Now, we have everything we need to piece together how this pattern works:

overloaded {
    [](auto arg) { std::cout << arg << ' '; },
    [](double arg) { std::cout << std::fixed << arg << ' '; },
    [](const std::string& arg) { std::cout << std::quoted(arg) << ' '; }
}

Expanding the lambda to function objects:


struct __lambda_1 {
    void operator()(auto arg) const { std::cout << arg << ' '; } 
};

struct __lambda_2 {
    void operator()(double arg) const { std::cout << std::fixed << arg << ' ' ; } 
};

struct __lambda_3 {
    void operator()(const std::string& arg) const { std::cout << std::quoted(arg) << ' '; } 
};

overloaded { __lambda_1(), __lambda_2(), __lambda3() }

Then, using the template deduction guide we deduce the exact concrete template implemention:

struct overloaded : public __lambda_1, public __lambda_2, public __lambda_3 
{
    using __lambda_1::operator(), __lambda_2::operator(), __lambda_3::operator()
};

which is effectively equivalent to:

struct overloaded_function_class
{
    void operator()(auto arg) const { std::cout << arg << ' '; } 
    void operator()(double arg) const { std::cout << std::fixed << arg << ' ' ; } 
    void operator()(const std::string& arg) const { std::cout << std::quoted(arg) << ' '; } 
};

Therefore,

overloaded {
    [](auto arg) { std::cout << arg << ' '; },
    [](double arg) { std::cout << std::fixed << arg << ' '; },
    [](const std::string& arg) { std::cout << std::quoted(arg) << ' '; }
}
// is behaviorally equivalent to 

overloaded_function_class obj;

Then, whenever our obj is called, the implementation will be selected based on function overloading resolution.

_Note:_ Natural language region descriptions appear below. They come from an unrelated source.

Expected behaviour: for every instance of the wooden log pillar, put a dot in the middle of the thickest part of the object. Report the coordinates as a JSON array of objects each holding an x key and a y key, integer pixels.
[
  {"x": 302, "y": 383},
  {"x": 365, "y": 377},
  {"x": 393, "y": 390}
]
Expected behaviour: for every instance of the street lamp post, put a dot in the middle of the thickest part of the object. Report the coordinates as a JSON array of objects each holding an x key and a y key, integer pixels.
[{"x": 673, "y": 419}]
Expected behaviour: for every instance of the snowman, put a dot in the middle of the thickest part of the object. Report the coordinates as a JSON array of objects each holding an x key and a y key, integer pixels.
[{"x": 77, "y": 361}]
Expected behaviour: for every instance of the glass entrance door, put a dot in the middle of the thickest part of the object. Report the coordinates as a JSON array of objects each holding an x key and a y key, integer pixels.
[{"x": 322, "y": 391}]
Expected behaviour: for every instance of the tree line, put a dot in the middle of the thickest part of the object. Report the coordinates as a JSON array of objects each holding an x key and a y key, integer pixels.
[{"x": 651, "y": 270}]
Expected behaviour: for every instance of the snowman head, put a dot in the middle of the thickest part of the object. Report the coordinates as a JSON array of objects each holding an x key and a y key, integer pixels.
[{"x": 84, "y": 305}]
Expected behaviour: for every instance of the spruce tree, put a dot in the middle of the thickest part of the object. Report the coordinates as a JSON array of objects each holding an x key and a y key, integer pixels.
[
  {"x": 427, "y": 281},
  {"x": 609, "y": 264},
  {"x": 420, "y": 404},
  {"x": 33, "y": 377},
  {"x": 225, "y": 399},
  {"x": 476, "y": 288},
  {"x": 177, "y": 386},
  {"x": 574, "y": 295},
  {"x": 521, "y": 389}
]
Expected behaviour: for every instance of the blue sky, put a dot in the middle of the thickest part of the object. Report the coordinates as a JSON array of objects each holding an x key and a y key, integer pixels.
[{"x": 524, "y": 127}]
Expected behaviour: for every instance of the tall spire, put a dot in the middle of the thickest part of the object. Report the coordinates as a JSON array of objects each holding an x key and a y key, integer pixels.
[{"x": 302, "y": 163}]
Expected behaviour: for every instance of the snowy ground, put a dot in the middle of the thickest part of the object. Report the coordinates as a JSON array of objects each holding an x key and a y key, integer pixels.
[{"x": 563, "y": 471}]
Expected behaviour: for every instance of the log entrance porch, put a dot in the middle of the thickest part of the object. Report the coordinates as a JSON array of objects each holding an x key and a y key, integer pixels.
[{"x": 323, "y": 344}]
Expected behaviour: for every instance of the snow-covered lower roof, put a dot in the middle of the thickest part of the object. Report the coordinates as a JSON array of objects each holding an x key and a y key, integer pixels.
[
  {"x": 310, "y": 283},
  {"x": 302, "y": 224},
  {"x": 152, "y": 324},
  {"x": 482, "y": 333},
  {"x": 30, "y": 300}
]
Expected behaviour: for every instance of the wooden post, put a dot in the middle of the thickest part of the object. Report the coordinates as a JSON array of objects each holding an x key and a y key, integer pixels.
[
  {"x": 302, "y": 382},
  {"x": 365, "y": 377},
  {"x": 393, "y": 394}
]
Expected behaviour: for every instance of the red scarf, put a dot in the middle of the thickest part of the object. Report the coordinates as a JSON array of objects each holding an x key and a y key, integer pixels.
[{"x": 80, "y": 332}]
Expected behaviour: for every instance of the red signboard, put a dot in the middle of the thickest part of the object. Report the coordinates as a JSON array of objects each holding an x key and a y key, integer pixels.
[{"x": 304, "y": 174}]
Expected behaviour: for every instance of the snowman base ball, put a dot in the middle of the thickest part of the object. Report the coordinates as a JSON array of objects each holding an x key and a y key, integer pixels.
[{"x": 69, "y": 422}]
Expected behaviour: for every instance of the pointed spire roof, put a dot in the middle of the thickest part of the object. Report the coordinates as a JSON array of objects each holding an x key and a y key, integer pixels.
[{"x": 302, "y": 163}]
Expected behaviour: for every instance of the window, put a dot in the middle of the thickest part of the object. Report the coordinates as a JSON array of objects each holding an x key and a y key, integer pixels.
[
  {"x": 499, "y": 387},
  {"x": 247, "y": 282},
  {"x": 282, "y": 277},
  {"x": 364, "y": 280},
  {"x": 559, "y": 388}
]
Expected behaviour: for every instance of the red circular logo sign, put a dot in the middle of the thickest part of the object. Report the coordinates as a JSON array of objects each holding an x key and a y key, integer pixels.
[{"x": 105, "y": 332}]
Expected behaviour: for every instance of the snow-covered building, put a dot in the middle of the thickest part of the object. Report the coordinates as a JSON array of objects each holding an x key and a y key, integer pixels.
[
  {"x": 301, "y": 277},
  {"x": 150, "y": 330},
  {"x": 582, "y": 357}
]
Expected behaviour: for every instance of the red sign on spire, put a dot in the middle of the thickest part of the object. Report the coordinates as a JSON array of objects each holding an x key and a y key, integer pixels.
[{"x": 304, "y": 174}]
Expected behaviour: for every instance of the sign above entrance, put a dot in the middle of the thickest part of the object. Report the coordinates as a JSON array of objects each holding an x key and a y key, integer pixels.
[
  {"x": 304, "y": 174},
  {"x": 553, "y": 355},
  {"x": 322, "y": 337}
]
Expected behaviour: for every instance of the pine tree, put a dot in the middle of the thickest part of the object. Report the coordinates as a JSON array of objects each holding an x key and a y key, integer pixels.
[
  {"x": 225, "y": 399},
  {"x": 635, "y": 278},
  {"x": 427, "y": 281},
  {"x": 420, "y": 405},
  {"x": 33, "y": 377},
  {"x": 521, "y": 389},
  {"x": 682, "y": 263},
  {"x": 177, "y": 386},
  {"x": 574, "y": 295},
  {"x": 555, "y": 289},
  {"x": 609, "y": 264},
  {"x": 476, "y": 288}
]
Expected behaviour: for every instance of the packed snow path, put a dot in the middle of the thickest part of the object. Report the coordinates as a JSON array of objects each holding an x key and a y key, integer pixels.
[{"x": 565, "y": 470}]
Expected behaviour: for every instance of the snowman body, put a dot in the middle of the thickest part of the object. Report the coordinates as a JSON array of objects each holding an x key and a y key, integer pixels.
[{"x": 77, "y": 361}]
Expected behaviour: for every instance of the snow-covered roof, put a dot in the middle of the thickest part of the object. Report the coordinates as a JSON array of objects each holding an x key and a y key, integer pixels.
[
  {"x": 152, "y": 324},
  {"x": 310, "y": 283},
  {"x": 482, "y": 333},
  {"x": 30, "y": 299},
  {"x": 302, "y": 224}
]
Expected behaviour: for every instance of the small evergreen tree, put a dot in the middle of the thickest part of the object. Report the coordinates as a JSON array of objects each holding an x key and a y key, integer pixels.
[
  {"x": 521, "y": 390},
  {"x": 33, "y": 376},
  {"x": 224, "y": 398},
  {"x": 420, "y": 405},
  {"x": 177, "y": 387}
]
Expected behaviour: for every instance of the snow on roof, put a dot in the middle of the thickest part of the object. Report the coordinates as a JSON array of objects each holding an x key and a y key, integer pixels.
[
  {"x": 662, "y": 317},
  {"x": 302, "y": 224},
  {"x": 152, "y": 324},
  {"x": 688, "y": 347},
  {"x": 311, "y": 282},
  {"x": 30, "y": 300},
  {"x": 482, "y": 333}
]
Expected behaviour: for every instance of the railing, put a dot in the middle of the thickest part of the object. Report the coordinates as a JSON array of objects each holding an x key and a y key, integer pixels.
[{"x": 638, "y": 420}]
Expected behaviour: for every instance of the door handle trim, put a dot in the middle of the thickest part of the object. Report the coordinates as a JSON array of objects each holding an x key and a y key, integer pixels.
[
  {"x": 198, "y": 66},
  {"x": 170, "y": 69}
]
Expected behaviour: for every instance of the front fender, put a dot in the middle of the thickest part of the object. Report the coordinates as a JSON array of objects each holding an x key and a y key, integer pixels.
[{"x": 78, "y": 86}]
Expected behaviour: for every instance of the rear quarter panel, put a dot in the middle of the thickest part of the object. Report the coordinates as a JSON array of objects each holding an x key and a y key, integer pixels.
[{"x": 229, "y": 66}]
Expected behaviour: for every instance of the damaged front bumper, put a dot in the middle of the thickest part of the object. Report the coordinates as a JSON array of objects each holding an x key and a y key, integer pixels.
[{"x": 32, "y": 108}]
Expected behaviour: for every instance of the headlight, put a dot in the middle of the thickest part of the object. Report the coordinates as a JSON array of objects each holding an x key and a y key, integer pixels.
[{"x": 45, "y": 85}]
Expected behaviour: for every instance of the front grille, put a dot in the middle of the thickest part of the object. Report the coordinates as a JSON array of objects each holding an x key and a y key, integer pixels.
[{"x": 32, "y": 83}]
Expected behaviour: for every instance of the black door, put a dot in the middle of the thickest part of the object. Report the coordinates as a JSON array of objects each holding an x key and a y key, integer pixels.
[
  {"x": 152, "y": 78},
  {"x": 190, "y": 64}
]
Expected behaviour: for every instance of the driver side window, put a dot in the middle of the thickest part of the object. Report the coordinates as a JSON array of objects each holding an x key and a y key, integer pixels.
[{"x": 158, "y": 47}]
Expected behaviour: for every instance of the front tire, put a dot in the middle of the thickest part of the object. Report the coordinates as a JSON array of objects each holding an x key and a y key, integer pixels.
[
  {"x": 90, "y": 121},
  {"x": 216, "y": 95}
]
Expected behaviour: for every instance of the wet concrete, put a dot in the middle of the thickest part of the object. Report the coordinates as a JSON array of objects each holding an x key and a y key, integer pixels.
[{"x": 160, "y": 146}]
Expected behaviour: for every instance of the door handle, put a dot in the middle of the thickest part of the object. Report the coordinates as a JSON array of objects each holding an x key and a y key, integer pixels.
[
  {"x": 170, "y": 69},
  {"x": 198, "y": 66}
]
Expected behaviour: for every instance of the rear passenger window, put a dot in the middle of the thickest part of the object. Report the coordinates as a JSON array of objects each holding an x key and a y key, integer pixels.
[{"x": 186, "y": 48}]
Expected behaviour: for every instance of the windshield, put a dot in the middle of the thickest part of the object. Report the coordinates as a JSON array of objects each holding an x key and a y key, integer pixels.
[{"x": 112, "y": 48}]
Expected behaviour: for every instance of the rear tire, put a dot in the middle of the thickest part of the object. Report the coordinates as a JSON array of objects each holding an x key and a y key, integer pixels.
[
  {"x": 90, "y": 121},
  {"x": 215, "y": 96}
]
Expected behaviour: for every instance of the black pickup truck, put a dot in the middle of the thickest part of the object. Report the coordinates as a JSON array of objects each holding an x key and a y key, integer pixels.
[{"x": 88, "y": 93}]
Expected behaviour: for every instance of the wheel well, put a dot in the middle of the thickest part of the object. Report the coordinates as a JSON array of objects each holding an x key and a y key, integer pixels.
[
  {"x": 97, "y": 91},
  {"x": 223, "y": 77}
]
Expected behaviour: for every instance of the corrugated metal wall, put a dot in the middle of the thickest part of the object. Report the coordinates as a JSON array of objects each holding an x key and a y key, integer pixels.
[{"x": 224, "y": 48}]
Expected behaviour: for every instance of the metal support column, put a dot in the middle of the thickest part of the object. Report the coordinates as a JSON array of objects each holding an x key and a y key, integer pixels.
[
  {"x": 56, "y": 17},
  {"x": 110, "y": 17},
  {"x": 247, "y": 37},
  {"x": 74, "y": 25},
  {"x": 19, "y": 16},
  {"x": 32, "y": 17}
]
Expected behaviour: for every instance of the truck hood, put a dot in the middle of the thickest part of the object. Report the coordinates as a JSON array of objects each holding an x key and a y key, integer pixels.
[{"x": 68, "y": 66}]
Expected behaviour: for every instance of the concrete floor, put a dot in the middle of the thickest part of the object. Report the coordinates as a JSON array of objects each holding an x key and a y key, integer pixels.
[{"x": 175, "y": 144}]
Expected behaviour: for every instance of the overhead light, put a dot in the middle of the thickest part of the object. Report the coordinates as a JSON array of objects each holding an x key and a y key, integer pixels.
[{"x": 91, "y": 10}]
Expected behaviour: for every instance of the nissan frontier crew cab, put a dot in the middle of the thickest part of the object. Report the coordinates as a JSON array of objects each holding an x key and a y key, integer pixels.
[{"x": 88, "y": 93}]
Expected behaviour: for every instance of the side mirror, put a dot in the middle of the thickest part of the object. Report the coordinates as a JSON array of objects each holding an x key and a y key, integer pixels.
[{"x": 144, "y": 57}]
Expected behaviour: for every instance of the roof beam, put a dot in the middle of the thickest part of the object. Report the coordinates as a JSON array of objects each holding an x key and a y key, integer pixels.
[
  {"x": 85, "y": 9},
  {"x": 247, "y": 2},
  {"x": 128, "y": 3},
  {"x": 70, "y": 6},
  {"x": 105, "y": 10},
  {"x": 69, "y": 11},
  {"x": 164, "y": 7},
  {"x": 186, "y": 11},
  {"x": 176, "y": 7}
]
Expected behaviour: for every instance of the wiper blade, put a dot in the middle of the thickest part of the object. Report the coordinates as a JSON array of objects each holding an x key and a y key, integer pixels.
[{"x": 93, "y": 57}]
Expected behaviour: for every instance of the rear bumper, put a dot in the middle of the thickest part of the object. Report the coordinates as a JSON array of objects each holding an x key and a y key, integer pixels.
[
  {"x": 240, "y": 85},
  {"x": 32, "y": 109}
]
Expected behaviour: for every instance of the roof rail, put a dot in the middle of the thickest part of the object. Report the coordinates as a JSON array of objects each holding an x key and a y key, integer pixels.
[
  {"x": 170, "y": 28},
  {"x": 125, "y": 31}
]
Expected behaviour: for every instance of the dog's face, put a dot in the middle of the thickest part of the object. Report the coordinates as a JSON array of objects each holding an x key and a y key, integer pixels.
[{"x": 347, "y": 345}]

For example:

overloaded_function_class overloaded_functions;

double d = 2.4;
overloaded_functions(2.4); // this will call the double overload
std::string s = "hello world!";
overloaded_functions(s); // this will call the string overload

And in the context of std::visit, std::visit will extract the underlying type stored inside the std::variant and call the function passed to it with the underlying object. And the correct implementation will be called using overload resolution.

Summary

Isn’t this so cool? All these C++ features coming together to enable this cute pattern of overloaded lambdas to emulate the pattern matching syntax.

Hope this article is helpful to you, and you are able to learn something new through my analysis of this pattern. Here are all the C++ features we talked about today:

  • Lambda
  • List initialization and aggregate initialization
  • Template parameter pack
  • Template argument deduction guide
  • Function overloading